Years before Billy Wilder relocated from interwar Europe to the United States to become one of the most famous filmmakers of the Golden Age of Hollywood, the Austrian-raised director of The Apartment, Sunset Boulevard, The Seven Year Itch, and Some Like It Hot spent the latter half of the 1920s earning a living and developing his writing skills as a freelance reporter in Vienna and Berlin. At 19 years old, Wilder embarked on a brief career in journalism, penning news stories, features, profiles, columns, and film and theater reviews that would prepare him for his transition to screenwriting and provide him with invaluable insight and knowledge for such films as Ace In the Hole and The Front Page.

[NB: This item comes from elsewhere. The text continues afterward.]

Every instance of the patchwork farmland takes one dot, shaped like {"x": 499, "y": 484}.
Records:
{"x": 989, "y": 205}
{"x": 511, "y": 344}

Selections of Wilder’s freelance pieces can now be found in the edited volume “Billy Wilder on Assignment: Dispatches from Weimar Berlin and Interwar Vienna” by Noah Isenberg, the George Christian Centennial Professor and Chair of the Department of Radio-Television-Film at the University of Texas. Shelley Laura Frisch translated the selections Isenberg derived from two German-language anthologies. “Billy Wilder on Assignment: Dispatches from Weimar Berlin and Interwar Vienna” is now available from Princeton University Press. “Billy Wilder on Assignment” represents the first of three published works from Noah Isenberg about the Academy Award-winning filmmaker, who died in 2002 after writing and/or directing more than 60 movies in German, French, and English. Isenberg is currently writing a book about Wilder’s classic comedy Some Like It Hot for W.W. Norton and Faber & Faber as well as a short, interpretive biography of Wilder for Yale University Press’ Yale Jewish Lives series. Isenberg previously wrote 2017’s “We’ll Always Have ‘Casablanca’: The Life, Legend, and Afterlife of Hollywood’s Most Beloved Movie,” the 2014 biography “Edgar G. Ulmer: A Filmmaker at the Margins” and 2008 “Detour,” a study of Ulmer’s 1945 film noir. He also edited the 2009 volume “Weimar Cinema: An Essential Guide to Classic Films of the Era.”